Accès équitable aux vaccins

Il s’interroge justement sur la capacité des fabricants à être au rendez-vous en produisant des doses suffisantes en un temps court. Il rappelle les retards et les échecs des années 1950 aux Etats Unis et en Europe (vaccins arrivés après la fin des épidémies). « Encore disposer d’un vaccin en quantité suffisante n’est-il pas tout. Il faudra aussi garantir un accès équitable aux produits pour toutes les populations du globe. À l’initiative du Mexique, l’Assemblée générale de l’ONU a adopté une résolution en ce sens le 20 avril (2020), résolution qui succède à un précédent appel à la « coopération » entre les États et l’industrie.
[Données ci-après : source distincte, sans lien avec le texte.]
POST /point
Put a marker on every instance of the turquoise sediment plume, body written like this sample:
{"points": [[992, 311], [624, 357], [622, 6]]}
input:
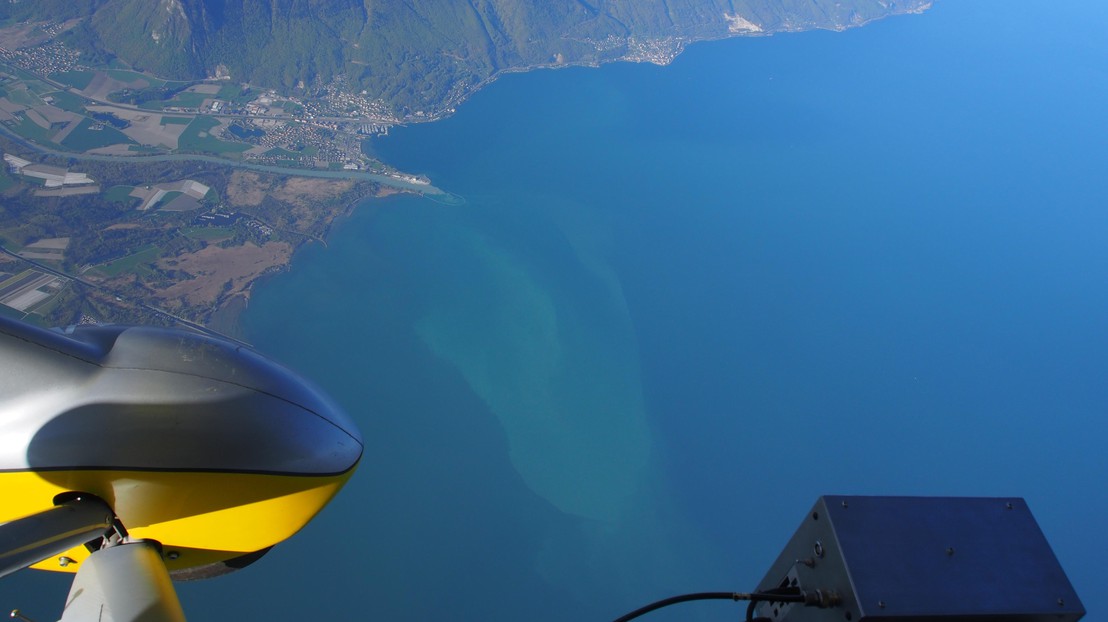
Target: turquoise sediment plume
{"points": [[560, 371]]}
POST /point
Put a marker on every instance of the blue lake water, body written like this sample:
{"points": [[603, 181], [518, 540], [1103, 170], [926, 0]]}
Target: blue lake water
{"points": [[680, 303]]}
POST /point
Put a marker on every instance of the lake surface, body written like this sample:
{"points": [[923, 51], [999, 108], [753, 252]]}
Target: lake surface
{"points": [[681, 303]]}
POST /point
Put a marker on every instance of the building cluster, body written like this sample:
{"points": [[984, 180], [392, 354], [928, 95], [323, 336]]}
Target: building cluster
{"points": [[45, 59], [339, 101], [52, 176]]}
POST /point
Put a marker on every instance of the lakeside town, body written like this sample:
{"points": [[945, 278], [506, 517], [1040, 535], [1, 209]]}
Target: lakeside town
{"points": [[127, 196], [51, 100]]}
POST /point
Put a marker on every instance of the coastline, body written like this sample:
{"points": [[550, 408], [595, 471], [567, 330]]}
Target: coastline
{"points": [[227, 313]]}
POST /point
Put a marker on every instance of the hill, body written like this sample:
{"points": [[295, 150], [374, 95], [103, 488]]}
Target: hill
{"points": [[420, 57]]}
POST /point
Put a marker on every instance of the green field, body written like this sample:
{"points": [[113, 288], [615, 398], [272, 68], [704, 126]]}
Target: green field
{"points": [[83, 138], [208, 234], [121, 194], [31, 130], [139, 262], [22, 97], [188, 100], [279, 152], [75, 79], [68, 101], [131, 77], [196, 138]]}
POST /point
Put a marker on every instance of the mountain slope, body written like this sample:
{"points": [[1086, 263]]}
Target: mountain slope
{"points": [[417, 54]]}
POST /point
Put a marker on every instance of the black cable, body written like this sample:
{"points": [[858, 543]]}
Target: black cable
{"points": [[757, 597]]}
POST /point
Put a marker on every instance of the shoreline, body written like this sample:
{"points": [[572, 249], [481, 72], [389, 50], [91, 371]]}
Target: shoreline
{"points": [[227, 314]]}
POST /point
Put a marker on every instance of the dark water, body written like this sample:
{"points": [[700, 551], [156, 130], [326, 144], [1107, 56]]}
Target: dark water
{"points": [[681, 303]]}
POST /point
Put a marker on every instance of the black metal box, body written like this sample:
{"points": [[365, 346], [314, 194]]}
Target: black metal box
{"points": [[922, 559]]}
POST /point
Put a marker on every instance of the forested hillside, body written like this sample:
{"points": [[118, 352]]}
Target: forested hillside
{"points": [[414, 54]]}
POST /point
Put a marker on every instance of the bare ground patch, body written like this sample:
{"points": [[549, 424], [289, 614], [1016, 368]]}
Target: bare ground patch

Suivant cette résolution, de nombreux gouvernements et acteurs privés se sont engagés quatre jours plus tard à lever 7,5 milliards d’euros afin, dans les mots du directeur général de l’OMS, d’« accélérer le développement, la production et la distribution équitable de vaccin, de diagnostics et de traitements contre le Covid- 19», précise-t-il80 % de la production mondiale des vaccins est concentrée en Europe.Même dans le cas de la Covid 19, les anti-vaccins demeurent, selon l’auteur, méfiants. « Une enquête réalisée à New York à la mi-mars(2020) ne montrait-elle pas que 53 % seulement des personnes interrogées déclaraient qu’ils prendraient le vaccin contre la Covid-19, tandis que près de 30 % refuseraient de le faire ? (…) Particulièrement inquiétant, 39 % des 25-35 ans – soit des futurs jeunes parents – s’opposeraient à la vaccination contre la Codiv-19. Notre conversation irréelle avec les anti-vaccins est ainsi vouée à se poursuivre, tel un dialogue de statues, conclue-t-il. Le livre, composé de 336 pages, ressemble à un long plaidoyer en faveur de la vaccination et un réquisitoire sans appel contre les anti-vaccins dont l’opinion est, parfois, alimentée par les théories de la conspiration et par la question : « qu’est-ce qu’on nous cache? ». « La gouvernance scientifique des démocraties de participation apparaît de moins en moins capable de dominer les conflits entre […] la légitimité démocratique et la légitimité scientifique», relève Patrick Zylberman, auteur d’un autre ouvrage « Tempêtes microbiennes. Essai sur la politique de sécurité sanitaire dans le monde transatlantique », paru en  2013 chez Gallimard, à Paris.